Kannada, the state language of Karnataka, is the most widely spoken language in the district by 86.07% of the population. Urdu is the second largest language, spoken by 9.30% of the population. Marathi and Lambadi are spoken by 1.48% and 1.47% of the population respectively.

The literacy rate of the district is 57.3%, higher than national levels (52%) but lower than the mean literacy rate of the state (66.6%). Bagalkot ranks 22nd out of the 27 districts in Karnataka for adult literacy. The population density of Bagalkot is approximately 251 persons per square kilometer. Housing conditions in the district were identified as above average, per India's 2001 national census. About 96% of the houses surveyed were recorded as either "Good" or "Livable". Mass media (radio, transistor, television) penetration was about 67%.

Primary workers constitute about 43% of the district's population. Of these, 65% work in agriculture related activities. The sex ratio of the district is 980 females per 1000 males, considerably higher than the national average — 927. The district's Net Domestic Income is US$ 5.8 billion. The per capita income of the district is about US$350 annually.

==Education==
Bagalkot has a number of educational institutions, including Basaveshwara Vidya Vardhaka Sangha and Sakri Sangha. A number of colleges are affiliated with Rani Channamma University, Belgaum, Visvesvaraya Technological University, Rajiv Gandhi University of Health Sciences, Ramanagara. Basaveshvara Engineering College (BEC) was established in 1963. S Nijalingappa Medical College, P.M. Nadagouda Memorial Dental College & Hospital, HSK (Hanagal Shree Kumareshwar) Hospital and Research Centre, Bagalkot is affiliated with Rajiv Gandhi University of Health Sciences.

The University of Horticultural Sciences (UHS) is headquartered in Navanagar, Bagalkot with its constituent colleges spread across the state.

Bagalkot houses the Krishi Vignan Kendra.

== Economy ==
Agriculture is the largest employer in Bagalkot, with over 65% of the working population engaged in it; approximately 80% of female workers in Bagalkot are engaged in agriculture. Like most of north Karnataka, Bagalkot is very rich in black soil which is conducive to the cultivation of cotton. Bagalkot's economy was valued at US$5.6 billion, making it the 12th largest economy in Karnataka.
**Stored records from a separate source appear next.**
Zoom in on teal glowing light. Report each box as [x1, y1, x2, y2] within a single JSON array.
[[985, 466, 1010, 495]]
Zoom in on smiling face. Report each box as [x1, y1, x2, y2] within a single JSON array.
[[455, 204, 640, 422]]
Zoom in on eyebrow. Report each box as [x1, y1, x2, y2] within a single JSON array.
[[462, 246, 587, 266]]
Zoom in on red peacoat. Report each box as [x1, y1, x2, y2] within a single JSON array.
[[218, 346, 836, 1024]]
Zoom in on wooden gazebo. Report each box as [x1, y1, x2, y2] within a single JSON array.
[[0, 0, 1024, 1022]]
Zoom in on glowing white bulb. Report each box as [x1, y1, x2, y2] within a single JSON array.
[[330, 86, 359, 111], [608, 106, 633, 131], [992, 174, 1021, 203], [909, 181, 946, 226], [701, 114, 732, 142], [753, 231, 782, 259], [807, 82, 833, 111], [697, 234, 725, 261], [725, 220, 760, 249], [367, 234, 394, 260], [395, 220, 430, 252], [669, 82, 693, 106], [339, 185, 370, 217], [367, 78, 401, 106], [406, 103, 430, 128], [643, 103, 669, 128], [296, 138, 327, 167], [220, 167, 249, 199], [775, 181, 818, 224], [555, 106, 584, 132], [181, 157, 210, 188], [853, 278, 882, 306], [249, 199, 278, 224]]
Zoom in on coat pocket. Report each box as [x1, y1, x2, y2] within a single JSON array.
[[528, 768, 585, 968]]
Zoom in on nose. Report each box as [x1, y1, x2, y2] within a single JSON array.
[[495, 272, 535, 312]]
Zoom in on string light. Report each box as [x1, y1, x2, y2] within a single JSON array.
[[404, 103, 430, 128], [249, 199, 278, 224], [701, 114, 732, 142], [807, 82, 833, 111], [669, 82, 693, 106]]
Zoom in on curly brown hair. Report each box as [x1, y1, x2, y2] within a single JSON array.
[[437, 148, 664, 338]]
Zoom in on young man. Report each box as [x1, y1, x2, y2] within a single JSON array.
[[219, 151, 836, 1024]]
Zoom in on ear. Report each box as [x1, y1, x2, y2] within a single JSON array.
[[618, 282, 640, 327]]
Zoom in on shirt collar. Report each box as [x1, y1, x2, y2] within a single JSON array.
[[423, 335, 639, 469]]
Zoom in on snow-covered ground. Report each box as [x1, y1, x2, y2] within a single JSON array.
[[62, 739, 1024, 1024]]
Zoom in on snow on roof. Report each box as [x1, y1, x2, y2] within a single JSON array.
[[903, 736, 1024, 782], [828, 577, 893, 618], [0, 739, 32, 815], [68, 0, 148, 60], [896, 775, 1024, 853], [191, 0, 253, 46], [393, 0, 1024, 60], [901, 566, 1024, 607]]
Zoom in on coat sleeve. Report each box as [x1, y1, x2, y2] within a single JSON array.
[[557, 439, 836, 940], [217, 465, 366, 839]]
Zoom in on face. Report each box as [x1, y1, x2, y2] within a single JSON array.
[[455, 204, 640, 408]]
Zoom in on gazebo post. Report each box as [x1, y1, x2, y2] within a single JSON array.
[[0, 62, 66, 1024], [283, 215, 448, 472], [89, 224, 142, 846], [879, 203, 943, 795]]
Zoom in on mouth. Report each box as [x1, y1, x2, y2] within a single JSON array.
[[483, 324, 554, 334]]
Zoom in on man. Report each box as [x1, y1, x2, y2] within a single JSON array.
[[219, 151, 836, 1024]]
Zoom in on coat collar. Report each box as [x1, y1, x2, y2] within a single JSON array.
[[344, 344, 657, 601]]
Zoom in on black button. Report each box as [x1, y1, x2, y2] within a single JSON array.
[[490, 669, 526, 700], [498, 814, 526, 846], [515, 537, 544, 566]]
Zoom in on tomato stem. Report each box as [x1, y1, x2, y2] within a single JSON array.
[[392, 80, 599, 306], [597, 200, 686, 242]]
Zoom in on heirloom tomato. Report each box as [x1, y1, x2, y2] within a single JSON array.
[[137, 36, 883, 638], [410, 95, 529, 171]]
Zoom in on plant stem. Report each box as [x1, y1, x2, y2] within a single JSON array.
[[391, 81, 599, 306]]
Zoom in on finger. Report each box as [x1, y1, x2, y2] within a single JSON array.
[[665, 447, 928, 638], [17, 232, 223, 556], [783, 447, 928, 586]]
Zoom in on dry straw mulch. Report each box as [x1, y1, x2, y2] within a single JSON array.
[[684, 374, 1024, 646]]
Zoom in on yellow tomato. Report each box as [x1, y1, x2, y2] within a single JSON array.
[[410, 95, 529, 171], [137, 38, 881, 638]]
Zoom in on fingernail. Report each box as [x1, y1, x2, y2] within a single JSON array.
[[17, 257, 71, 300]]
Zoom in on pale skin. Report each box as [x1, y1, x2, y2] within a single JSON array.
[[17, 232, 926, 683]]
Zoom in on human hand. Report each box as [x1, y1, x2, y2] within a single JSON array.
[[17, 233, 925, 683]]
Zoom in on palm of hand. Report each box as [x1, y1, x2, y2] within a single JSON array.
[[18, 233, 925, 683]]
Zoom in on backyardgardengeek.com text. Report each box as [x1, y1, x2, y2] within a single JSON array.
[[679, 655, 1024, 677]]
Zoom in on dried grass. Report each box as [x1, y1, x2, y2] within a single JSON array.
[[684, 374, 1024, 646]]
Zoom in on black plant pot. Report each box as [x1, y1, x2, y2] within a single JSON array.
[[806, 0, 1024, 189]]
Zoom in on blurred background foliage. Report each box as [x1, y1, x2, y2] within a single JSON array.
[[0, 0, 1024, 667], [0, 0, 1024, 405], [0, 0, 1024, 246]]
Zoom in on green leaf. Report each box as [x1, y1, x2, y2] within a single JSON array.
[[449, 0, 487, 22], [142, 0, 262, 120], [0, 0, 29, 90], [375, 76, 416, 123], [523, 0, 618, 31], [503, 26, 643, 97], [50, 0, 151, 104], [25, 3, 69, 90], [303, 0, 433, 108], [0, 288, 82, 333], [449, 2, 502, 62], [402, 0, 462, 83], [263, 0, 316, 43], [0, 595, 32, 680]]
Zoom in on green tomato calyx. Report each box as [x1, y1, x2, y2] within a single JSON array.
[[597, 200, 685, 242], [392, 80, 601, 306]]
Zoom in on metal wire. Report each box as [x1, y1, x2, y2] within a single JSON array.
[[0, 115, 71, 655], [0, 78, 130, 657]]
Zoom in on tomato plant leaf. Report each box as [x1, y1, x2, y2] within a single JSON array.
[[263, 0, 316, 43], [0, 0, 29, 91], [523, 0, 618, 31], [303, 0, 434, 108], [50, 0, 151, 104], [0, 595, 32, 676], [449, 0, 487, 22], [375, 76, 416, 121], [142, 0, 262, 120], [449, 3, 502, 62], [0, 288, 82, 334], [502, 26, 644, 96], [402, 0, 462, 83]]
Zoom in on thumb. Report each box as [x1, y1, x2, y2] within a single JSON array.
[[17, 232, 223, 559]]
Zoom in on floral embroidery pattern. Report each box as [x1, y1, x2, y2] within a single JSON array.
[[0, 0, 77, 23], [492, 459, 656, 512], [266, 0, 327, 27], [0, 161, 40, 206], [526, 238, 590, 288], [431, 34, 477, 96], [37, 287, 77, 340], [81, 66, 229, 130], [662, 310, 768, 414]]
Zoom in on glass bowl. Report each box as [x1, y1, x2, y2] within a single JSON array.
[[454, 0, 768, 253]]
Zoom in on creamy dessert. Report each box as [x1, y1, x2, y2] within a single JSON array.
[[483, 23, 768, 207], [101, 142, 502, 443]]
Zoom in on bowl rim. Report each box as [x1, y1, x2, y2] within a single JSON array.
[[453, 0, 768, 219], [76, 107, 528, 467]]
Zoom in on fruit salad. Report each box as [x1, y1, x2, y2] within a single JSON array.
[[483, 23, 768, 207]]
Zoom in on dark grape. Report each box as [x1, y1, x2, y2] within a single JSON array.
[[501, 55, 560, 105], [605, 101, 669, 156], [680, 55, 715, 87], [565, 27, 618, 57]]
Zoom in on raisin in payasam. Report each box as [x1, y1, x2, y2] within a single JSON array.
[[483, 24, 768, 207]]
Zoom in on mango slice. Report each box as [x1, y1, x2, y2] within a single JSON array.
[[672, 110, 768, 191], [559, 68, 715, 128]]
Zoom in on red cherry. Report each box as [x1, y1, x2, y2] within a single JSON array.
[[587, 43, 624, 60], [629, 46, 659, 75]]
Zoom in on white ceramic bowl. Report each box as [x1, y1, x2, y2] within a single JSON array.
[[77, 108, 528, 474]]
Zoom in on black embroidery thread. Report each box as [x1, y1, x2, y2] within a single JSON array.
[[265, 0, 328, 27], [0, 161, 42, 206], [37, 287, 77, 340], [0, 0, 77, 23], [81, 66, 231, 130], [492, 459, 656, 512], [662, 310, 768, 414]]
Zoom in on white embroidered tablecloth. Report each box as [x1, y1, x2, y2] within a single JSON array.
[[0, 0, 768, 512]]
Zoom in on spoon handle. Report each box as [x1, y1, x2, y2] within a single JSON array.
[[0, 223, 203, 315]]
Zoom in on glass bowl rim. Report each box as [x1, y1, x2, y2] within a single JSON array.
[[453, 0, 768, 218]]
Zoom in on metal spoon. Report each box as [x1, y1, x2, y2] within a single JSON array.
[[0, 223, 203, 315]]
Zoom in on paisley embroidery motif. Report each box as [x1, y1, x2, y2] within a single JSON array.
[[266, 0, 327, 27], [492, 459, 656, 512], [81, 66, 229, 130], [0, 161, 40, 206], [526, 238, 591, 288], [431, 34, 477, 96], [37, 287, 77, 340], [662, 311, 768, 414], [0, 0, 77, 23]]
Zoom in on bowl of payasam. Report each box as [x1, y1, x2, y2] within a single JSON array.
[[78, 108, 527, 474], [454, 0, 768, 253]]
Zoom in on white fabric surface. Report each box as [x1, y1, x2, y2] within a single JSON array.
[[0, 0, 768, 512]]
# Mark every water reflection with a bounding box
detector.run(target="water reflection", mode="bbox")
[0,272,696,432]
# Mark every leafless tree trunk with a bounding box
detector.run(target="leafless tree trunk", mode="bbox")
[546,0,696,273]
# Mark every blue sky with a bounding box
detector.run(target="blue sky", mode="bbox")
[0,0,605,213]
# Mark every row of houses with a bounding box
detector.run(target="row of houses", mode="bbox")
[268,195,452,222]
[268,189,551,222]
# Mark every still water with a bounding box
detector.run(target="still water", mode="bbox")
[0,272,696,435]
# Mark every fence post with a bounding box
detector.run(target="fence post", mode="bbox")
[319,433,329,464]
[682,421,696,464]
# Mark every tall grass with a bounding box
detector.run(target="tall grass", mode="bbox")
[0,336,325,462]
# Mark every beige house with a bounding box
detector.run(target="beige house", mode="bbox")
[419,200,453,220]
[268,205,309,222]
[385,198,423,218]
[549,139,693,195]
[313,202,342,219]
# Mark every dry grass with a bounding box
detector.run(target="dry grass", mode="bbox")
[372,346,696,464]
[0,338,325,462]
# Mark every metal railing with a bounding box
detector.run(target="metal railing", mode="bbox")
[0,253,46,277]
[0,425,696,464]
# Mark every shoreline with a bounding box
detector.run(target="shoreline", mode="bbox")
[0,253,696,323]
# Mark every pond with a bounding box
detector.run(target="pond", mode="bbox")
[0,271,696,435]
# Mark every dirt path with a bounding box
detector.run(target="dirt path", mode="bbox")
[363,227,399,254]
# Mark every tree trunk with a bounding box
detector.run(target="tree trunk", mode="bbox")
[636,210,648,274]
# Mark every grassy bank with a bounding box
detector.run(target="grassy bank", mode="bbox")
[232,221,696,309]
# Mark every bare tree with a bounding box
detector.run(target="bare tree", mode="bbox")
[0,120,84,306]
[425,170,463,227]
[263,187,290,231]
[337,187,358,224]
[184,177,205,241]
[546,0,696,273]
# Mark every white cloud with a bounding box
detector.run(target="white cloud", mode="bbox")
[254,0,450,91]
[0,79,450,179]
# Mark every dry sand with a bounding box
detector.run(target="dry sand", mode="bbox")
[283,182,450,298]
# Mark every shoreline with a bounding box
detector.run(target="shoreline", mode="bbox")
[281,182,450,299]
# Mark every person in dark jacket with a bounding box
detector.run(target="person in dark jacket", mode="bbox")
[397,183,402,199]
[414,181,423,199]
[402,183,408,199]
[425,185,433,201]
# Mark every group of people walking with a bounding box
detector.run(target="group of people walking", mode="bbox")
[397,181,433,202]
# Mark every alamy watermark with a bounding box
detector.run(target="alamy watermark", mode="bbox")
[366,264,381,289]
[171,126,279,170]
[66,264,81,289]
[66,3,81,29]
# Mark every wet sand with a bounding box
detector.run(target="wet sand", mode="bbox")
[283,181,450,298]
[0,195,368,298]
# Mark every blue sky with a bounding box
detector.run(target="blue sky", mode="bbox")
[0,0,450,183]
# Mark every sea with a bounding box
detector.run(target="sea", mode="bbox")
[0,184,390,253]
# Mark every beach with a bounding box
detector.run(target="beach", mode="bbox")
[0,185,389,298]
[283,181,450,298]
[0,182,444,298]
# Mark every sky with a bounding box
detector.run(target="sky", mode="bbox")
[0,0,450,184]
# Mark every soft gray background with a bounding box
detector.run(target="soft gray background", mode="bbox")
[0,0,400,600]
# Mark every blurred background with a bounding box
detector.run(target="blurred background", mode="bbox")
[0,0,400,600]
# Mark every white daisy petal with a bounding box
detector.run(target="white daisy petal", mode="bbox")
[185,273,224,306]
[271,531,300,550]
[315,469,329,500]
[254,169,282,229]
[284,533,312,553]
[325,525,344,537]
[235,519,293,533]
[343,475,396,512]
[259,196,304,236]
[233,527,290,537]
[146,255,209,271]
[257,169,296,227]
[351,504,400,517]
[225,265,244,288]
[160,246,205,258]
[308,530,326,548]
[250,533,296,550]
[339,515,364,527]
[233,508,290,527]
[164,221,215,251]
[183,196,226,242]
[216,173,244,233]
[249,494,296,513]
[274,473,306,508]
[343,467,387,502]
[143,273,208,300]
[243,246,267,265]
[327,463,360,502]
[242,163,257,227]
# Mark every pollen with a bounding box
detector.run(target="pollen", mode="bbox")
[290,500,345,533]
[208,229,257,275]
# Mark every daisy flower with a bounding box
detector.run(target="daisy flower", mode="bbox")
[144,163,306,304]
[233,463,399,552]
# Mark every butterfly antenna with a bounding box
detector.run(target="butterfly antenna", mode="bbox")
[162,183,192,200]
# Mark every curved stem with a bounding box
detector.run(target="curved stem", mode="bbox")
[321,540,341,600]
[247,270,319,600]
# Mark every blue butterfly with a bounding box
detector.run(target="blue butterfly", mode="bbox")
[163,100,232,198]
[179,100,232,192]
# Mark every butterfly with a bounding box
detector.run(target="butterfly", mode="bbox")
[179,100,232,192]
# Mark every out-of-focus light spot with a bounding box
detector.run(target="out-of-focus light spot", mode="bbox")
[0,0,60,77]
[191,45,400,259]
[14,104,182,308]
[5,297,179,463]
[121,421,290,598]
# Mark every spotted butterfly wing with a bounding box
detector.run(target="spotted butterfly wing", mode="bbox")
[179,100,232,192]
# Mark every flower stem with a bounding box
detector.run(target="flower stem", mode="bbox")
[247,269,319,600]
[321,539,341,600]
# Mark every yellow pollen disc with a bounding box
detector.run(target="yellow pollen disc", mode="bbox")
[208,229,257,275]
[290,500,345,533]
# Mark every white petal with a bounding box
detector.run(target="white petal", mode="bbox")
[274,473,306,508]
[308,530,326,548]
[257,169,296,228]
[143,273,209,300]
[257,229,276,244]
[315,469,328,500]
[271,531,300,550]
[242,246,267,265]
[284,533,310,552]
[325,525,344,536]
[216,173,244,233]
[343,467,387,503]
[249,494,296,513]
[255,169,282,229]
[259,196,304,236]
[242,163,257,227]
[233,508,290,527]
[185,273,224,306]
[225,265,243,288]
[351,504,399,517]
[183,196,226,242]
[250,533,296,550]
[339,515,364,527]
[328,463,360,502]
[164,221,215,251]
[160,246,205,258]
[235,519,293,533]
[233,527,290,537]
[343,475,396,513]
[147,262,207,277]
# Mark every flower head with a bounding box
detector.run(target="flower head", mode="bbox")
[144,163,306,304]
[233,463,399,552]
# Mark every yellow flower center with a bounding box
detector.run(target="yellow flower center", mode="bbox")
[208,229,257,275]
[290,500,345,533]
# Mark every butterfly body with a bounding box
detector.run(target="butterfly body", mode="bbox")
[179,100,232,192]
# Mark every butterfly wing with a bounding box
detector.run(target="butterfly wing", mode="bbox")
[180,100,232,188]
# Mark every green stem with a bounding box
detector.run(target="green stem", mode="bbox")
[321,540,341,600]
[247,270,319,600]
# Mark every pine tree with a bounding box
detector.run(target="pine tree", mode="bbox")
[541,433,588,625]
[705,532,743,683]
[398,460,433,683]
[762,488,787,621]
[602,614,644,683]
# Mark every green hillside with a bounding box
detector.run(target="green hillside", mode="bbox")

The approximate per capital income is US$360. The chief crops cultivated are rabi and jowar, as well as groundnut, cotton, maize, bajra, wheat, sugarcane and tobacco. Jowar is largely cultivated because it can be grown during rainy seasons as well as during the winters. The crop also is the chief supply of food for the people. Pulses are also grown in the region, primarily tuvar daal, gram, kulthi, and mūng daal. Castor oil, linseed and sesamum are also grown in Bagalkot. Water supply for irrigation includes reservoirs such as the Kendur reservoir, which is six miles from Badami and the Muchkundi reservoir, which is 4 miles from Bagalkot. Famine due to lack of adequate rains is quite common in Bagalkot. A famine that struck the region in 1901 inflicted considerable financial loss to the agricultural industry in Bagalkot. The district has the fifth highest farmer suicide rate in Karnataka. Efficient water management techniques and government sops have only marginally mitigated the repercussions of the drought-stricken district.